Two-dimensional van der Waals antiferromagnetic (AFM) material NiPS₃ has attracted extensive attention in the exploration of strongly correlated many-body phenomena due to its unique spin ordering and electric dipole. The spin ordering in NiPS₃ has been reported as the origin of its strong optical anisotropy, while the electric dipole, excited with the assistance of AFM spin ordering, has been reported to yield extraordinarily sharp photoluminescence. Here, we investigate the anisotropic quasiparticle decay dynamics of NiPS₃ single crystals using polarization-resolved femtosecond transient optical spectroscopy.

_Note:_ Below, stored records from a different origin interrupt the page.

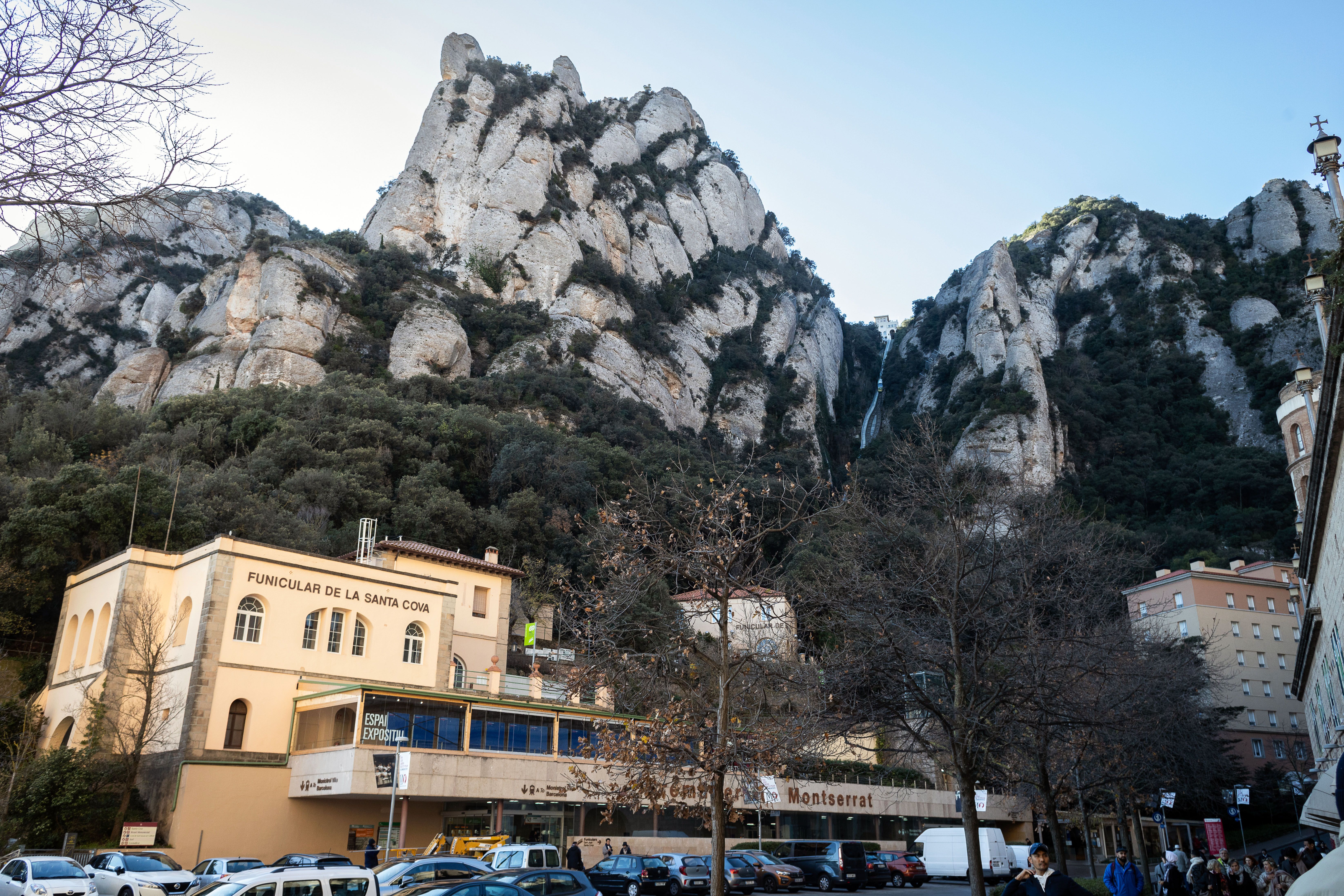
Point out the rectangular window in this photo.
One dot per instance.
(428, 725)
(311, 631)
(511, 733)
(334, 632)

We observe quasiparticle decay via spin–phonon coupling, electron–phonon coupling, and thermal diffusion processes, all showing strong anisotropy in the AFM phase of NiPS₃. Such anisotropy disappears in the paramagnetic phase of NiPS₃ due to spin disorder. The electron–phonon coupling decay process is significantly slowed down in the AFM phase of NiPS₃, which is a result of the formation of an electric dipole. The thermal diffusion process in NiPS₃ is susceptible to spin fluctuations, which are significantly slowed near the Néel temperature.